(Reuters) - A key measure of carbon dioxide emissions in the Earth’s atmosphere hit a record in May even as a global pandemic brought the world’s economies to a virtual standstill this year, according to U.S. government data published on Thursday.
Carbon dioxide recorded at the Mauna Loa Observatory in Hawaii reached 417 parts per million (ppm) in May, higher than the record of 414.8 ppm set last year, according to the announcement by the National Oceanic and Atmospheric Administration and the Scripps Institution of Oceanography at the University of California San Diego.
The drop in worldwide emissions due to the coronavirus outbreak -- estimated to be as much as 26 percent in some countries during the peak of government confinement orders -- fails to cancel out the large natural variations in carbon emissions caused by how plants and soils react to temperature, humidity and other factors, scientists said.
It would take carbon dioxide reductions of 20% to 30% for six to 12 months to slow the rate of increase in the measurements at Mauna Loa, Scripps said in a statement.

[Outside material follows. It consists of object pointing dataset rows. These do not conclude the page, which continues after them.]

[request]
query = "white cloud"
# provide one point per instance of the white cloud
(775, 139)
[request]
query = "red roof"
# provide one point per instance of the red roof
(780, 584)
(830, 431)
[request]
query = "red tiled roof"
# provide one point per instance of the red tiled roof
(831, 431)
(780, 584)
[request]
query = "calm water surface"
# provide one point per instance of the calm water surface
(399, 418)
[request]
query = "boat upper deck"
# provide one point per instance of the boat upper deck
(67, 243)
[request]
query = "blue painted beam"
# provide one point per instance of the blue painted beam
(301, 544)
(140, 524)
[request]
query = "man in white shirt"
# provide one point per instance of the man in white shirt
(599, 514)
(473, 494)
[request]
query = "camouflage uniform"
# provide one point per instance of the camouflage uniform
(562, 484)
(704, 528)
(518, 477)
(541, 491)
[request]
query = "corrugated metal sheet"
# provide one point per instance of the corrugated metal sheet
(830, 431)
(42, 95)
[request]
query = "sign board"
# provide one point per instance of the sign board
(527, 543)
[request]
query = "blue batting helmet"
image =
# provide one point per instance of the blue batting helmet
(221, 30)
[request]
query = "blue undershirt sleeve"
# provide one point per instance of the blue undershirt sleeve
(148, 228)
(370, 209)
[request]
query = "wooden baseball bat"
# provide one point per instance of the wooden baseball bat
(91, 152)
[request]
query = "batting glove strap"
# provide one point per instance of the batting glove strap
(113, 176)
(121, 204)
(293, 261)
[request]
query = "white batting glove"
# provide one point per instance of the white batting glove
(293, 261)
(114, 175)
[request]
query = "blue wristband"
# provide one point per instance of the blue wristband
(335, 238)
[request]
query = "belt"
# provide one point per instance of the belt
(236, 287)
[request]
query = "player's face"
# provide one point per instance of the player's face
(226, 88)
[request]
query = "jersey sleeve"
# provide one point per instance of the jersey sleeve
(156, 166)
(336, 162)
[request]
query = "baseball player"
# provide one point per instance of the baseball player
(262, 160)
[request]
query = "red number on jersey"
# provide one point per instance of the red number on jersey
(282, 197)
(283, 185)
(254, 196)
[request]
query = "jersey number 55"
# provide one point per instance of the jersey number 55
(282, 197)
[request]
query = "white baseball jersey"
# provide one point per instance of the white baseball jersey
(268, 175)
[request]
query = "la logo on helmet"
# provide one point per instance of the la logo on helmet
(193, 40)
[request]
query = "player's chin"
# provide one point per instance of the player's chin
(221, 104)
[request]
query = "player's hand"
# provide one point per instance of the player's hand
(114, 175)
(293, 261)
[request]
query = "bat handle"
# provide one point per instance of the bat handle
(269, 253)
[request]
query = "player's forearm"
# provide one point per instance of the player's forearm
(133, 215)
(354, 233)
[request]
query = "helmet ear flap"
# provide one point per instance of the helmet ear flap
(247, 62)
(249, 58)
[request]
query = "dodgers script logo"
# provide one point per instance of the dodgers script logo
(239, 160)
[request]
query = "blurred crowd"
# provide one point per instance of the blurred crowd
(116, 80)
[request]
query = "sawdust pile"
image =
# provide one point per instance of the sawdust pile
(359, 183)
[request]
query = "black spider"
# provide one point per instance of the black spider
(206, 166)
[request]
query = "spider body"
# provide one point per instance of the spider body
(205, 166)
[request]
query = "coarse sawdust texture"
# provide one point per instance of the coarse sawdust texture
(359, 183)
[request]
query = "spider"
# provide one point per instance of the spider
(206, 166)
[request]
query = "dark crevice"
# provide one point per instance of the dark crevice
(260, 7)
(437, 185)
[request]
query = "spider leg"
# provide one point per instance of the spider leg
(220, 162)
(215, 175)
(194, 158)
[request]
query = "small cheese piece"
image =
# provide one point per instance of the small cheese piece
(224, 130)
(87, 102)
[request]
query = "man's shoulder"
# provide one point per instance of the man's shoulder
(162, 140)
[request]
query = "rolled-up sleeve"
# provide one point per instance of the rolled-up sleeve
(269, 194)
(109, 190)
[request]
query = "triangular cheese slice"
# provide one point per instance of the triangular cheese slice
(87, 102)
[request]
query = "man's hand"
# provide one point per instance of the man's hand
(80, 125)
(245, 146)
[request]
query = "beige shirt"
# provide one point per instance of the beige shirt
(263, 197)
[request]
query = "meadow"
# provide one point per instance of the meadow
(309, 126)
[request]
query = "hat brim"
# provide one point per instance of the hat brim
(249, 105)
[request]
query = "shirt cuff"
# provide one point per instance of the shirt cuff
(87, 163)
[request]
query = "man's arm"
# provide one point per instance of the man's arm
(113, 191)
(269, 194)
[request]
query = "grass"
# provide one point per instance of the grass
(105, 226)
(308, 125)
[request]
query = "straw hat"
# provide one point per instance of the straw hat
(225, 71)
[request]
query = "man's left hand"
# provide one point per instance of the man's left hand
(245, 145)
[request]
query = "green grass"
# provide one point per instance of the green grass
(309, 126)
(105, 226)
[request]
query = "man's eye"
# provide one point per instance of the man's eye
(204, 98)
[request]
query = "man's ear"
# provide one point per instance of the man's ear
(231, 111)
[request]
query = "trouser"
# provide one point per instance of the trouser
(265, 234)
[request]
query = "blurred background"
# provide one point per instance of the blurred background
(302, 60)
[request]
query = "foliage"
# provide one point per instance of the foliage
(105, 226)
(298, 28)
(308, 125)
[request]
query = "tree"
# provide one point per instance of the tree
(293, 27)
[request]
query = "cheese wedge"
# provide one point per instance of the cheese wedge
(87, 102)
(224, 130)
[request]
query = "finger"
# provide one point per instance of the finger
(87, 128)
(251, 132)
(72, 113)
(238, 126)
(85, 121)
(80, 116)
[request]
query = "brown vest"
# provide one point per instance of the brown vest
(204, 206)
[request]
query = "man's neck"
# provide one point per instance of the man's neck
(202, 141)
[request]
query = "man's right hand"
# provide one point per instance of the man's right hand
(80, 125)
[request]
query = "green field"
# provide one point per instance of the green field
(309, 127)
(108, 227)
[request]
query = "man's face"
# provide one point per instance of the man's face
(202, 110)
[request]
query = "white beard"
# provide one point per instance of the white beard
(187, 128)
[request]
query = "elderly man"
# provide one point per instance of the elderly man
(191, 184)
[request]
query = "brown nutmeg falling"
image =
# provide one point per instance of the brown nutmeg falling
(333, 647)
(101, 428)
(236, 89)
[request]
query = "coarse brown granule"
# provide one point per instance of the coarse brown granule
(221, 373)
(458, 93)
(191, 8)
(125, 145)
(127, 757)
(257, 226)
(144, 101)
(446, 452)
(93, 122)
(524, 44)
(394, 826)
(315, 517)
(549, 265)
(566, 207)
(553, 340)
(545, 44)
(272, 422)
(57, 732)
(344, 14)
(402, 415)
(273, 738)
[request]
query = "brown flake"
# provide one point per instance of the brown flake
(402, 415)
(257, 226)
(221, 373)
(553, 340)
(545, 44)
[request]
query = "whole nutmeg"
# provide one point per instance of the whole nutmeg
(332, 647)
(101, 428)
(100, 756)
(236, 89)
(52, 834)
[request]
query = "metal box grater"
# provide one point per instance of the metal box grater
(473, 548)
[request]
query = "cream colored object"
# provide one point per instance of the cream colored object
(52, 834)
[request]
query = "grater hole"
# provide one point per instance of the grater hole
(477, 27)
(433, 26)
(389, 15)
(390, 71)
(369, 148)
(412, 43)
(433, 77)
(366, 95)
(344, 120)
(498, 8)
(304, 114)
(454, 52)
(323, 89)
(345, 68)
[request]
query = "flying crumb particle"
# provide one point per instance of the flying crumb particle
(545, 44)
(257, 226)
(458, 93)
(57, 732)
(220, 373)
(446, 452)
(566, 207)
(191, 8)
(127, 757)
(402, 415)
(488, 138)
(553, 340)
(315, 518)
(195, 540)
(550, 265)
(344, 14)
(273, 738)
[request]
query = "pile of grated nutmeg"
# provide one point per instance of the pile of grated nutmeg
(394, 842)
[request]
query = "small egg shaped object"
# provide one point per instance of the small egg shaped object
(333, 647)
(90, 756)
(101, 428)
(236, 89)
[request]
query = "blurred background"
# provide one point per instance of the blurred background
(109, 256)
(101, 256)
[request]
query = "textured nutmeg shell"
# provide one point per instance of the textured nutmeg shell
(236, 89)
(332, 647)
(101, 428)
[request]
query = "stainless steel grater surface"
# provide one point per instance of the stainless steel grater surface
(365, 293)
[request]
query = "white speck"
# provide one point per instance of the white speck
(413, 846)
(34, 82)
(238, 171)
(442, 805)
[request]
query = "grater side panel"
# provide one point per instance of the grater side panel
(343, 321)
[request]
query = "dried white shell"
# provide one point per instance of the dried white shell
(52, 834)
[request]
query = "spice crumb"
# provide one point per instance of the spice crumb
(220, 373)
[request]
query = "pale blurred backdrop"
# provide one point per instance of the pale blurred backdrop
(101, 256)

Last month, research published here in the journal Nature Climate Change predicted that global emissions could fall by up to 7% this year.
“It will decrease the rate of increase of CO2 by a little bit, but it will still be increasing,” Pieter Tans, chief scientist at NOAA’s greenhouse gas monitoring lab, said in an interview. “So a 10 percent change -- it’s even hard for us to measure.”
May is the annual peak for the world’s carbon dioxide emissions, which are at levels not experienced by the atmosphere in several million years.
Carbon dioxide concentrations at Mauna Loa are documented in a graph known as the Keeling Curve, named for Charles Keeling, who began measurements there in 1958.